Monday, February 26, 2007

The damaging love

Is it true that every Chinese son is born to meet his parents’ requirements? Is it true that the tradition still holds that sons are part of the property of the family while the head of the family dictates their usage? For every Chinese gay man, how to bear with the notion that no descendant is No. 1 sin against filial respect?

Those are the questions that have arisen to me before I watched the movie “Sunflower”. Unfortunately, the movie makes these questions more imminent and relevant than ever, yet leaving them unsolved.

Zhang Yang has never tired of exploring father-son relationship. In “Shower”, such exploration serves as the footnote of fast-changing society; in his new movie “Sunflower”, the relationship comes to the center of the stage and the panorama of modernization provides the necessary elements for enduring conflicts and tensions between father and son.

It would be interesting to wonder how much his own experience has been woven into the film when the director, son of film director Zhang Huaxun, tells a story of a son who is taught to continue his father’s career as a painter, not without a struggle or even hatred.
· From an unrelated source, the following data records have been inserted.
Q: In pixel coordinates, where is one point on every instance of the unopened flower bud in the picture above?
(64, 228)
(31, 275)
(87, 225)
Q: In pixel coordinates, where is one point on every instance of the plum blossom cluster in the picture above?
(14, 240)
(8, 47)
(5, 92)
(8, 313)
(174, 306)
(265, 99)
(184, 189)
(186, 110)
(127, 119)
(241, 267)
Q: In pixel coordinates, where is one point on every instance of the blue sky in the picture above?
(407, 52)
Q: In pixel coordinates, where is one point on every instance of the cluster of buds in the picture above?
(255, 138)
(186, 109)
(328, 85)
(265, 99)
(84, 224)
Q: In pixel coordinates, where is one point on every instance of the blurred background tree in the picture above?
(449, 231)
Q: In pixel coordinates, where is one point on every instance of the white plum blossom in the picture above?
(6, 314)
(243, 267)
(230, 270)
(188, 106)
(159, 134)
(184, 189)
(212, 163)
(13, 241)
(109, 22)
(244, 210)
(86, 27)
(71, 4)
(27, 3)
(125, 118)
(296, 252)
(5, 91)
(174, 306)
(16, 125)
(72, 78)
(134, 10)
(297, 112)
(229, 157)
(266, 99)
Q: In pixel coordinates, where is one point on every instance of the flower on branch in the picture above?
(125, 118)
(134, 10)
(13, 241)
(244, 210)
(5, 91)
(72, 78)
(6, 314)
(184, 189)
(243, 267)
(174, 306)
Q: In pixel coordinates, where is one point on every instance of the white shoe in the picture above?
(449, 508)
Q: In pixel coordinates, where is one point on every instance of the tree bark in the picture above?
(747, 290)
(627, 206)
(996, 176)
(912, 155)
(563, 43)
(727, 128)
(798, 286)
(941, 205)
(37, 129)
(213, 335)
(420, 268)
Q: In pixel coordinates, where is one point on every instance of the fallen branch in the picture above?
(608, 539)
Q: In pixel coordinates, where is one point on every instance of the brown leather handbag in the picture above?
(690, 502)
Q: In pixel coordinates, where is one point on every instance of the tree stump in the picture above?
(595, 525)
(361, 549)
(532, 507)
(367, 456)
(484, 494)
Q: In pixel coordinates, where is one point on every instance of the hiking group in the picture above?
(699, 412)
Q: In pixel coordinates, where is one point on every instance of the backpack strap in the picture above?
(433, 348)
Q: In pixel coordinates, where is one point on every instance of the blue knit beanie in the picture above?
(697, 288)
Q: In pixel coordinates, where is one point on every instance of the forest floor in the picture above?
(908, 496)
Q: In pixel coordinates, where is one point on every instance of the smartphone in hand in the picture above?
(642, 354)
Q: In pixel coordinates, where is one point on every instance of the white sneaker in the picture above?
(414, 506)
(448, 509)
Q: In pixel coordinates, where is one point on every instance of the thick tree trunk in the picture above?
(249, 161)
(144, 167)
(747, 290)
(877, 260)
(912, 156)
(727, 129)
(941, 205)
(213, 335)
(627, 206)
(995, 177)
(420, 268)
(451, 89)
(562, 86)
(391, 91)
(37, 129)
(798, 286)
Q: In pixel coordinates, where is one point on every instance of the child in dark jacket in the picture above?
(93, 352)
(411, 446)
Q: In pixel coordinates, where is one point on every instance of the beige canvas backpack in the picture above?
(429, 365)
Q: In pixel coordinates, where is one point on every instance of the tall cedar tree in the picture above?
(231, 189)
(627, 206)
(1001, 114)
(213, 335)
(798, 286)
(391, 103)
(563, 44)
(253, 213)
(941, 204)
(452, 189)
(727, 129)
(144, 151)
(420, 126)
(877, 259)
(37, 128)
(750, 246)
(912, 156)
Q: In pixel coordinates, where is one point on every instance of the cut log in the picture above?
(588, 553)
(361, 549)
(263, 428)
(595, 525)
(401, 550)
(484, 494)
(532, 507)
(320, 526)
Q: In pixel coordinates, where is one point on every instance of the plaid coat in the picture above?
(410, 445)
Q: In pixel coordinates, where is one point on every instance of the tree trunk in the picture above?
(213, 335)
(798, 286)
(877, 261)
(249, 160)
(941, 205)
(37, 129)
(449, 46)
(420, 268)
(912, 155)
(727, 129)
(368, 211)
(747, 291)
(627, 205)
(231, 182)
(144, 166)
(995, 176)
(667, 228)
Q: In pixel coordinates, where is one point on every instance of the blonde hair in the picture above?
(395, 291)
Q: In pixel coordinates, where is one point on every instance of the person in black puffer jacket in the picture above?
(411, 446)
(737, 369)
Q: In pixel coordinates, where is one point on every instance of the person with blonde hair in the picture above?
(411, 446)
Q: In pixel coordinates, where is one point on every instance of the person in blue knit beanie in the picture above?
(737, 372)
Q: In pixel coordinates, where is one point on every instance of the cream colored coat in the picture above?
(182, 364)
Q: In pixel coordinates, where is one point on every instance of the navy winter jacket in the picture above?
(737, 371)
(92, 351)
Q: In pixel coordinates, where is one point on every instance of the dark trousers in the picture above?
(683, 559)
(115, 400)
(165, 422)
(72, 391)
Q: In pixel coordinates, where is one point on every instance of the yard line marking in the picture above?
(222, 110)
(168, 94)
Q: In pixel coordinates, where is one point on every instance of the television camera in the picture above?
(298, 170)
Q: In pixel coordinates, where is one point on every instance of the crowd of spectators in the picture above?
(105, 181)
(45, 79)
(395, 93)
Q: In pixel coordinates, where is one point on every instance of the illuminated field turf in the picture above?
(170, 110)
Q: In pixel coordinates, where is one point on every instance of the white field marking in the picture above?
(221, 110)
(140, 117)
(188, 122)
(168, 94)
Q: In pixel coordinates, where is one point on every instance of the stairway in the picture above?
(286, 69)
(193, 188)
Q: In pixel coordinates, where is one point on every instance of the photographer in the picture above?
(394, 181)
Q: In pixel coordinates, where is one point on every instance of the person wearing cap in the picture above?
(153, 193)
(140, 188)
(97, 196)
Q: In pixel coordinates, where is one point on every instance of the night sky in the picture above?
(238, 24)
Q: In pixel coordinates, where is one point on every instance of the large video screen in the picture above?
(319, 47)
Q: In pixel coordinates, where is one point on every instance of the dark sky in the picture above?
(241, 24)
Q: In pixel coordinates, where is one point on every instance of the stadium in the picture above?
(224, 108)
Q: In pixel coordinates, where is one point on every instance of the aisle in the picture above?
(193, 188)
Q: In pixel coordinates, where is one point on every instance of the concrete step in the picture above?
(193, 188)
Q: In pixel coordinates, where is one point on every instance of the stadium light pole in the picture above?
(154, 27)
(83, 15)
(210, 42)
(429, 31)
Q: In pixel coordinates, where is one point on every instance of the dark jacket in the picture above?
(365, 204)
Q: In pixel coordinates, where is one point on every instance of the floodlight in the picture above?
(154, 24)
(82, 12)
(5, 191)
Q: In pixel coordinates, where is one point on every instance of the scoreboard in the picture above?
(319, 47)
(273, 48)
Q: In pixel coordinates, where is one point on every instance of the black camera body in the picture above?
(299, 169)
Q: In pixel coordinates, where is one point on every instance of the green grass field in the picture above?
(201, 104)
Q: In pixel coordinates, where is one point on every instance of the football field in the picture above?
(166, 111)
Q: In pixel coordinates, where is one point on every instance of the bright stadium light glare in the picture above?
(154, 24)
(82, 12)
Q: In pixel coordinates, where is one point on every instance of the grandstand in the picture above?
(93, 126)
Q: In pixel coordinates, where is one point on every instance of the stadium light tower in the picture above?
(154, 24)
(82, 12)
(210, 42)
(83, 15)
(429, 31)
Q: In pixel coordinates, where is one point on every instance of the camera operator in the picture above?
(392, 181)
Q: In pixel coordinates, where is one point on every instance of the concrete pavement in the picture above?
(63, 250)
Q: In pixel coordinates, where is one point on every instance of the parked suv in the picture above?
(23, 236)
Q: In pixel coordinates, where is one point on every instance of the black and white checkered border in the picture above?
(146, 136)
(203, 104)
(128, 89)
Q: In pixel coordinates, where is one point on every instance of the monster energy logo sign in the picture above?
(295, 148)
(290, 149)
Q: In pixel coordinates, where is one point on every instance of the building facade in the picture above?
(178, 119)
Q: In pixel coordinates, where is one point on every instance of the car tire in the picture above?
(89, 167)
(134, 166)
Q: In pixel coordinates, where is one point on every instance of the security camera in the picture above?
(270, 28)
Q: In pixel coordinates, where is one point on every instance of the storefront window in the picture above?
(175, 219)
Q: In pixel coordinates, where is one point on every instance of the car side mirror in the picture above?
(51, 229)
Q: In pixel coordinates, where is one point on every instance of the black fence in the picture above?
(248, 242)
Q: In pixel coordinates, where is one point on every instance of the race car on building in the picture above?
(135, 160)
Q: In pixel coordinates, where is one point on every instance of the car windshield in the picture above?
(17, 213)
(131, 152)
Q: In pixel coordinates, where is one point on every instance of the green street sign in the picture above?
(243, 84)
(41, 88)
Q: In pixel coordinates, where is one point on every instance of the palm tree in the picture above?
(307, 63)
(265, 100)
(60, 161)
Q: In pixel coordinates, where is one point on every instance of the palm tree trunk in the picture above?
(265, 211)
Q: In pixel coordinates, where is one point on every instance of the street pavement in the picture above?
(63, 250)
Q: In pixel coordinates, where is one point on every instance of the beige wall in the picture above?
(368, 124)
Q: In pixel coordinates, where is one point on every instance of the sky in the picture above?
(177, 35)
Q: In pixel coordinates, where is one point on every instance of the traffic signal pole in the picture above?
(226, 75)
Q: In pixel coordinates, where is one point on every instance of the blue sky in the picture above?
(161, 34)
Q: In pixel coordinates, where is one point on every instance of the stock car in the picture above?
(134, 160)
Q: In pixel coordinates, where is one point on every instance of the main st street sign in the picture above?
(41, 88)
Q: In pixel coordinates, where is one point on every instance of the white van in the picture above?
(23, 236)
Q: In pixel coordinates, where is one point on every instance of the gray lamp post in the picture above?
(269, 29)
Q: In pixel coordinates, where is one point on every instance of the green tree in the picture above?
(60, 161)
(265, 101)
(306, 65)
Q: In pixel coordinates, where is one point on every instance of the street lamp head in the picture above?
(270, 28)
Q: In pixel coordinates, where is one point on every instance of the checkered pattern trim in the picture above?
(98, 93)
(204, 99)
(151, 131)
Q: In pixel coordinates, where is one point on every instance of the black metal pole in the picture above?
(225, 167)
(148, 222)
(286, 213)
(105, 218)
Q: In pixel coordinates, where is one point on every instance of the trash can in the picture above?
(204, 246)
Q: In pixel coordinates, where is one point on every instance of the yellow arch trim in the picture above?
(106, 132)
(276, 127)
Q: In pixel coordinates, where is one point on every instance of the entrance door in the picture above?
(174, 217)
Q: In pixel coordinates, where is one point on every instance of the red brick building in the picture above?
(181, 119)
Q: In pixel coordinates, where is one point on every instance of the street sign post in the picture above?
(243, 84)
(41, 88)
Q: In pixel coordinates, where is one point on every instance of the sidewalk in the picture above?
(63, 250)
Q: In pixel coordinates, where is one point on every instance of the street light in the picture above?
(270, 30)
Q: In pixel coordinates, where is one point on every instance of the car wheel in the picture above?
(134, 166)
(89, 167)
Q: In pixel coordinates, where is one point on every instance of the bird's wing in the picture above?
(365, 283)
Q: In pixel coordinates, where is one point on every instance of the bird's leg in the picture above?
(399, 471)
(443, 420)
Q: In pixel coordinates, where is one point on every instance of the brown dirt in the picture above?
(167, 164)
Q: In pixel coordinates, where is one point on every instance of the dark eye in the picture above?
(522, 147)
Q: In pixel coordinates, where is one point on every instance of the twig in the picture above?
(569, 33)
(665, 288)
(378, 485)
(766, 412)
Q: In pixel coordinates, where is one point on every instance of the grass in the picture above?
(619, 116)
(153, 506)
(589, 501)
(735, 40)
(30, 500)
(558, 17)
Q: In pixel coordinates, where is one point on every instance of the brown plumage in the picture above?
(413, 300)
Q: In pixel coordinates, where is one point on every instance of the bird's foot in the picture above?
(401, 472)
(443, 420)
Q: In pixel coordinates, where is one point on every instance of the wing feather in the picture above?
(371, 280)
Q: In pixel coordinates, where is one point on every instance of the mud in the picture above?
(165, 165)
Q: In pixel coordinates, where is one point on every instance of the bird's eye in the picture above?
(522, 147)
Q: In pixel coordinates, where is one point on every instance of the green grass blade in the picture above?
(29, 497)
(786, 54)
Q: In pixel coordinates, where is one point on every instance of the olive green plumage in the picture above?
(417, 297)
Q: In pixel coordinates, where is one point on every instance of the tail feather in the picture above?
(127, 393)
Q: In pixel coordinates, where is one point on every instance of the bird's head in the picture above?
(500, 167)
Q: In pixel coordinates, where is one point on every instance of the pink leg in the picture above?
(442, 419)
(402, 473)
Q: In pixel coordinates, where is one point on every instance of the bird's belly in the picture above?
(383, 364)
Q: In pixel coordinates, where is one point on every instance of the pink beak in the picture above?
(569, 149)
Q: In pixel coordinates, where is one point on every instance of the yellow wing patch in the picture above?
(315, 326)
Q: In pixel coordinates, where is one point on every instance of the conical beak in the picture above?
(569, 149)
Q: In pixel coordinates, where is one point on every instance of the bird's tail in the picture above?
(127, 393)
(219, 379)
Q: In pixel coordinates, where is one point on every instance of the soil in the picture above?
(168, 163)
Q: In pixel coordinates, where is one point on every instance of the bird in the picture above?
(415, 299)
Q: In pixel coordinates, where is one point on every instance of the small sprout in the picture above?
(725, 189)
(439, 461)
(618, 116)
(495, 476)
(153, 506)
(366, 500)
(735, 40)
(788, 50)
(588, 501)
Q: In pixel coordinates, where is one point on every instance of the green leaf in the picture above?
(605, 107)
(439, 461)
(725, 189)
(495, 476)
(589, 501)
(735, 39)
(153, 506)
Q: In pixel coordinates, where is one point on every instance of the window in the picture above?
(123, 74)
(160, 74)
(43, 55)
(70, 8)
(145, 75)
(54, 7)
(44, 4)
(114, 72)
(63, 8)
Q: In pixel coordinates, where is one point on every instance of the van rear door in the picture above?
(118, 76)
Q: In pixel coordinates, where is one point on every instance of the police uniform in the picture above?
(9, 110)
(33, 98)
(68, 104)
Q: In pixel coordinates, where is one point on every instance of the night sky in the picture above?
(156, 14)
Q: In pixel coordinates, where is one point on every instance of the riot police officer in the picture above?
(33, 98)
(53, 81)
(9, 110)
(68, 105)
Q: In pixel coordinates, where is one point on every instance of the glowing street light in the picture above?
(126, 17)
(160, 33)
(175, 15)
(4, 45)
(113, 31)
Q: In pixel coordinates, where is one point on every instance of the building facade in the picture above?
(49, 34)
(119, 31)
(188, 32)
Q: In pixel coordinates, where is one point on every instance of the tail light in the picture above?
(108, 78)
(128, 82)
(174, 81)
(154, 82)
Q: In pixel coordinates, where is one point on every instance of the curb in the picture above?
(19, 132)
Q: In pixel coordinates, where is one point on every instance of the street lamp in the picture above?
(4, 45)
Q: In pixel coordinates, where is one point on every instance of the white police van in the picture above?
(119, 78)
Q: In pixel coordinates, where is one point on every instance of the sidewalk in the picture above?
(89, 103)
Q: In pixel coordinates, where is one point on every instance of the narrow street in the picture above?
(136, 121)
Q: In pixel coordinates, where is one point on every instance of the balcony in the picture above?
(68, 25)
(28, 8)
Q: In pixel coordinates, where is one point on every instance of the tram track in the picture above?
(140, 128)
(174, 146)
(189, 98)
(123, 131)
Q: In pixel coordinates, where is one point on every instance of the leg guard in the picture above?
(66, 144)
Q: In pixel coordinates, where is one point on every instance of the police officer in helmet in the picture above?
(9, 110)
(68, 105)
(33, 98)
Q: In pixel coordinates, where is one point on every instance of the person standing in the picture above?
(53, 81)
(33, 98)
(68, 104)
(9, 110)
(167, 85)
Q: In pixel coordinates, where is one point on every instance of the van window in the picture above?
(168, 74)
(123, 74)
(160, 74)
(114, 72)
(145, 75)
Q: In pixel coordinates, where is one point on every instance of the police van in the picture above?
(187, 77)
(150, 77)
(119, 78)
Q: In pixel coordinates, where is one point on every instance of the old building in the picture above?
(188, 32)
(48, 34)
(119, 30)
In fact, probably every Chinese at the age of late 20’s or early 30’s can easily collect some resemblance from their past: Those parents belong to the time when political disasters mashed their opportunities and trashed their youth. Through the next generation, they find the way to resume their dreams: For them, sons are what they were NOT but what they once wished to be. With fervent obsession they provide the most seemingly unselfish, sacrificing love to achieve the most selfish goal. The thirst for total control soon leads to consequent struggles between the relationships. They seldom win, or to some extent, they will never since sooner or later sons will break up the attachment to live by their own.

Such stories are no new. Back to the 18th century, with his incessant guidance Leopard Mozart brought a child prodigy to astonish the world, yet such a distorted relationship delayed the pace of mental growth of young Mozart and extended Wolfgang’s childhood well into his adult years. But unlike the western countries where young people are encouraged to live independently after eighteen years old, there is no specific time frame to end mental breastfeeding in China. Filial piety is tied with other virtues as the highest rank in an ethnic pyramid. Such filial piety is further transformed into filial obedience, so that no matter for what reason a son might rebel, what he faces is not just his father, but also the social standard against which arise the guilty feeling.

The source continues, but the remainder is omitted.